It confirmed the lockup can be avoided by sanity-checking the delay in
wait_lapic_expire().  With my test patch, I get a warning message but
no lockup.

Wanpeng, I have another description here, maybe it is more convincing?

https://github.com/torvalds/linux/commit/5dda13b540c0baeebb69f612036e9e1d9d754ad8


My test patch also added checks for guest TSC being set backwards.
The log confirms this is happening, though I haven't confirmed exactly
how the lockup is created.  It's non-obvious if there's a match
between the adjustments shown and the exact lockup duration.
(Conversion factor = reported guest tsc rate = 1.6 Ghz = host tsc
rate).

Note the kernel log shows a VM being resumed from a snapshot, twice.
I don't stop the VM before I ask virt-manager to resume from snapshot
the second time.  Normally the lockup happens on that second resume.

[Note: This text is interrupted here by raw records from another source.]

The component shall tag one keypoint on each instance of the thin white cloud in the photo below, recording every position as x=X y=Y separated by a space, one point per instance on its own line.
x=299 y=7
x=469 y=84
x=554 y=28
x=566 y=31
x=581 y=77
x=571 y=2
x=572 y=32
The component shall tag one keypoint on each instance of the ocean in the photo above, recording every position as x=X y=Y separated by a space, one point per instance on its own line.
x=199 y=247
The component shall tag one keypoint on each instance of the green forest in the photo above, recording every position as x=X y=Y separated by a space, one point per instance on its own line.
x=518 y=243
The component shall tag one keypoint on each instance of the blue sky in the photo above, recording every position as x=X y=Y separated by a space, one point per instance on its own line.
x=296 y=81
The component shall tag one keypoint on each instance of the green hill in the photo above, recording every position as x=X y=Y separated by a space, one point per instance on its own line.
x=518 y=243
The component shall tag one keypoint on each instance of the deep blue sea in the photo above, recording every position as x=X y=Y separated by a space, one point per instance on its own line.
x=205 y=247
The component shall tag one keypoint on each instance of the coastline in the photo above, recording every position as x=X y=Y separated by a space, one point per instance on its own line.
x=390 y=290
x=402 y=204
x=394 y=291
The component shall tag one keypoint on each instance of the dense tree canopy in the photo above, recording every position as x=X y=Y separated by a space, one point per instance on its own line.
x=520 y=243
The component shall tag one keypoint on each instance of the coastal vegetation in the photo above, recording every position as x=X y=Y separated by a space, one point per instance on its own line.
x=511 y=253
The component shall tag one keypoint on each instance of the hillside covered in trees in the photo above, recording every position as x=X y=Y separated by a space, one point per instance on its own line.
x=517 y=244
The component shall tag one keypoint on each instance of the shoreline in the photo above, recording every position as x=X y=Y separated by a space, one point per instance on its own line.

While I'm ranting, adding the TSC checks made me think I understand
enough to detail the "real" fix.  Not tested:

https://github.com/torvalds/linux/compare/master...sourcejedi:kvm_lockup_fix?expand=1

Alan
--
To unsubscribe from this list: send the line "unsubscribe kvm" in
the body of a message to majordomo@vger.kernel.org
More majordomo info at  http://vger.kernel.org/majordomo-info.html
Paolo Bonzini May 24, 2016, 12:51 p.m. UTC | #3
On 23/05/2016 16:30, Alan Jenkins wrote:
> https://github.com/torvalds/linux/compare/master...sourcejedi:kvm_lockup_fix?expand=1

Here the comparison (and the expired_advance_ns field) is only used to
issue the warning.  Could you change the patch to use __delay instead of
ndelay and omit the warning?

+	if (guest_tsc < tsc_deadline) {
+		unsigned long this_tsc_khz = vcpu->arch.virtual_tsc_khz;
+		u64 delay_ns;
+
+		delay_ns = (tsc_deadline - guest_tsc) * 1000000ULL;
+		do_div(delay_ns, this_tsc_khz);
+
+		if (delay_ns > apic->lapic_timer.expired_advance_ns) {
+			vcpu_err(vcpu,
+			         "timer for tsc_deadline fired too far in advance: %lluns\n",
+			         delay_ns);
+			WARN_ON(1);
+
+			/* avoid lockup. emulated timer will fire early */
+			delay_ns = apic->lapic_timer.expired_advance_ns;
+		}
+
+		ndelay(delay_ns);
+	} 

Thanks,

Paolo
--
To unsubscribe from this list: send the line "unsubscribe kvm" in
the body of a message to majordomo@vger.kernel.org
More majordomo info at  http://vger.kernel.org/majordomo-info.html
Alan Jenkins May 24, 2016, 2:20 p.m. UTC | #4
On 24/05/16 13:51, Paolo Bonzini wrote:
> On 23/05/2016 16:30, Alan Jenkins wrote:
>> https://github.com/torvalds/linux/compare/master...sourcejedi:kvm_lockup_fix?expand=1
> Here the comparison (and the expired_advance_ns field) is only used to
> issue the warning.
No, because expired_advance_ns is used as the limit for the busy-wait.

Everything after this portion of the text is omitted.